Combat pour le pouvoir d’achat
Puis le contexte change : la crise sanitaire se termine et l’inflation démarre. Le gel des rémunérations devenait difficile à accepter, d’autant que les salariés avaient fourni beaucoup d’efforts pendant la crise, rappelle Daniel Barberot. 2022 vire chez Safran en une année de conflits sociaux. A Safran Aircraft Engines, nous avons bloqué des ateliers et des ronds-points, rappelle Daniel Barberot. Après le gel des abondements, nous voulions récupérer ce que nous avions perdu ; nous n’y sommes pas totalement parvenus, admet Julien Gréau. FO obtient cependant alors que l’abondement maximum sur l’épargne retraite progresse : de 900 euros à 1 000 euros.
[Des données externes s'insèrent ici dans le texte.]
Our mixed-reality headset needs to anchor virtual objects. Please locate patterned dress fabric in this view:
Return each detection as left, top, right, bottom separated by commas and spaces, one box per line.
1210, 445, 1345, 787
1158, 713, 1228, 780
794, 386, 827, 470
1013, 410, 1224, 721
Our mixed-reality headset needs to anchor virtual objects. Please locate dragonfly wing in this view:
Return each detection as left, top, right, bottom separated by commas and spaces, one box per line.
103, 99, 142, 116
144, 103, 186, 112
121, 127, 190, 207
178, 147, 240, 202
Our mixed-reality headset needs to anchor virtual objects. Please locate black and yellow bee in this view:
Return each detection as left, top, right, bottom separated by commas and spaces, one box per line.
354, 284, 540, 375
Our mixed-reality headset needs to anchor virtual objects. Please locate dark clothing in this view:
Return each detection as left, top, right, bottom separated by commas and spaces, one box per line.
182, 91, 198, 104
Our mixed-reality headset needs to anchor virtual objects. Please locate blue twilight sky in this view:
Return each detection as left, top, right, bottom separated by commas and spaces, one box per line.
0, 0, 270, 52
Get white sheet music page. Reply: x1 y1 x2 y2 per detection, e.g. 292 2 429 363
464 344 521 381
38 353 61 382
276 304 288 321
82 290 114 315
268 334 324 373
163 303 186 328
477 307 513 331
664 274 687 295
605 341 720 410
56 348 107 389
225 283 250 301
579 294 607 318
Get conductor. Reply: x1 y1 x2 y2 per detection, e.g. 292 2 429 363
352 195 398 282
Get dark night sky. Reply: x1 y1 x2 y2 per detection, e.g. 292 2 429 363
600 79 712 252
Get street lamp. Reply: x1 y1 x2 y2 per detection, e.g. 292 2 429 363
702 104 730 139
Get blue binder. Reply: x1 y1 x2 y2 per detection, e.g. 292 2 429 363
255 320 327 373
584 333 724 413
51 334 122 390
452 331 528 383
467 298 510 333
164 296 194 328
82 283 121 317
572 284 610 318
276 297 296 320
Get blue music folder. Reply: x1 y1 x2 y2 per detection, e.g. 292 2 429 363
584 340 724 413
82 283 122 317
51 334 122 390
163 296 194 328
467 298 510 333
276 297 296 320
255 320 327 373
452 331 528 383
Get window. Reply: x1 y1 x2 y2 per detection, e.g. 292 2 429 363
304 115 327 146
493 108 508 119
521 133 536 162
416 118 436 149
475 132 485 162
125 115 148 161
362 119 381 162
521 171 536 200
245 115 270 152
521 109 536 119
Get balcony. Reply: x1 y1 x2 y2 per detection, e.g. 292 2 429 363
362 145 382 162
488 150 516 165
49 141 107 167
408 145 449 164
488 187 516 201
Chez Safran, il y a un attachement historique à l’épargne salariale explique Julien Le Pape. Attachement attesté par un fort taux d’adhésion aux dispositifs et des versements en vue de percevoir un abondement par 80 % d’entre eux. Mais, conscient que la capacité d’épargne n’est pas la même pour tous, le syndicat FO a négocié des dispositifs redistributifs. Ainsi, le taux d’abondement est dégressif : il est plus important pour les petits versements que pour les gros. Par ailleurs, tous les salaires inférieurs à 52 000 euros perçoivent la même prime de participation. Ce plancher est un compromis. Nous revendiquions le même montant de prime pour tous, explique Daniel Barberot.
Augmentations minimales de 100 euros
Dans l’entreprise le combat de FO pour le pouvoir d’achat des salariés se déploie sur plusieurs terrains. Lorsque la mutuelle décide d’augmenter ses tarifs, en 2023, FO menace de ne pas signer l’accord et obtient ainsi que Safran porte sa participation aux cotisations pour la mutuelle à 55%, contre 50% auparavant. Cela a permis d’absorber une partie de la hausse, déclare Julien Gréau. Les tickets restaurant ainsi que la prime de transport sont également revalorisés.
Enfin, lors des négociations sur les salaires de 2023, FO se bat pour obtenir le « talon » le plus élevé possible. Chaque salarié sera ainsi augmenté au minimum de 100 euros par mois, pour une enveloppe dédiée aux salaires en progression de 5,5%. Dans les sociétés où ce talon est atteint, FO signe. Pour 2024, nous demandons de nouveau un talon à 100 euros, le maintien voire l’augmentation du pouvoir d’achat des salariés, un plancher pour le 13e mois et un budget pour réduire les éventuels écarts de rémunération entre les femmes et les hommes, déclare Daniel Barberot. Les négociations sont en cours.